The Los Angeles, Denver, and Austin, Texas, metro areas lead the top three states in terms of the number of residential properties with elevated wildfire risk.
Capital Markets
The Fed remains data dependent, and there are no clear signs that the Fed is done hiking rates. This is not surprising, but still, it is not great for those hoping for lower rates to earn a living or lower their mortgage payment.
The Minutes from the July Federal Open Market Committee meeting showed that policymakers still see significant upside risks to inflation, which could invite additional tightening. November odds moved up closer to 50 percent for a rate hike in fed funds futures. It was also revealed that the Committee has some concerns that the effects of tightening of bank credit conditions could turn out to be more significant than anticipated. Fed staff projections no longer saw the economy entering a mild recession this year, opting for below-trend growth in 2024 and 2025.

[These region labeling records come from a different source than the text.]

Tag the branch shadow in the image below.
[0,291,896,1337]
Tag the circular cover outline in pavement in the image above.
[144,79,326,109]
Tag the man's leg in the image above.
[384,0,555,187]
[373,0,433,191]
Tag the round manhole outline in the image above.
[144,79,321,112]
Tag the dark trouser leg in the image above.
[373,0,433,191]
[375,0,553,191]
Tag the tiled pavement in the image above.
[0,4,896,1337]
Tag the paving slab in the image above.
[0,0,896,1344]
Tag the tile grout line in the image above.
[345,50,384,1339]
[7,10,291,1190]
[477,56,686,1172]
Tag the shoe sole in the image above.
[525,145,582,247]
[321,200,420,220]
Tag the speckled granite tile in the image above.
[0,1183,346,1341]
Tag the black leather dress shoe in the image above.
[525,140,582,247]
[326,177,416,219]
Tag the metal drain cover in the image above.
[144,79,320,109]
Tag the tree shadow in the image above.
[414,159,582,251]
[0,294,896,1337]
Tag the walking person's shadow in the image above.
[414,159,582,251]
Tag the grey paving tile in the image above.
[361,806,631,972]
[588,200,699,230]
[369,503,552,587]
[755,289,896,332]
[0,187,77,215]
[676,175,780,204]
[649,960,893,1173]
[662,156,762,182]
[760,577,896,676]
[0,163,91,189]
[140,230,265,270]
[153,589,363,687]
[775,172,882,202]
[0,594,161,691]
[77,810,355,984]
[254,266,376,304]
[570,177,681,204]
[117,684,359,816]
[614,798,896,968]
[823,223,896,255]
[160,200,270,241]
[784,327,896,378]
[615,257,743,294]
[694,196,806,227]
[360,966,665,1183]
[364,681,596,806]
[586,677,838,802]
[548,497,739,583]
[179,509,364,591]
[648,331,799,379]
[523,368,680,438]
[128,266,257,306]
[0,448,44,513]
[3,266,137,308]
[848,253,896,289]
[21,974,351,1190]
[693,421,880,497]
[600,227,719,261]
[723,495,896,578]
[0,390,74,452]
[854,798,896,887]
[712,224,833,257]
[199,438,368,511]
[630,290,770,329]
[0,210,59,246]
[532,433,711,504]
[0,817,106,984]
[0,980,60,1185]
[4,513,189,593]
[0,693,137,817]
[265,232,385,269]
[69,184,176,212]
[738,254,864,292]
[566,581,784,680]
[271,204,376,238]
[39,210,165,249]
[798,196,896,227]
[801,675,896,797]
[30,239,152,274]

Fortunately, residential construction continues to gradually gain steam. Housing starts rose 3.9 percent month-over-month to a seasonally adjusted annual rate of 1.45 million units during July, but that did not draw a strong reaction from the market. This is up 6 percent on a year-over-year basis. The diverging trend between single-family and multifamily activity was once again evident, with single-family starts up about 9.5 percent on a year-over-year basis while multi-family declined slightly. Building permits took a similar trajectory, although the total increase in permits was fairly modest. A record number of apartments are under construction: A seasonally adjusted 986,000 multifamily units are being built, most of which are destined to be apartment rentals when they are completed, helping to relieve upward pressure on rents overall.
Weekly jobless claims (239k, down from 248k, as expected) and Philadelphia Fed manufacturing led off today’s economic calendar. Later today brings leading indicators for July, Treasury announcing the auction sizes for next week’s new 20-year bonds, reopened 30-year TIPS, and 2-year FRNs auctions, and Freddie Mac’s latest Primary Mortgage Markets Survey. We begin the day with Agency MBS prices worse about .125 and the 10-year yielding 4.29 after closing yesterday at 4.26 percent; the 2-year is up to 4.95.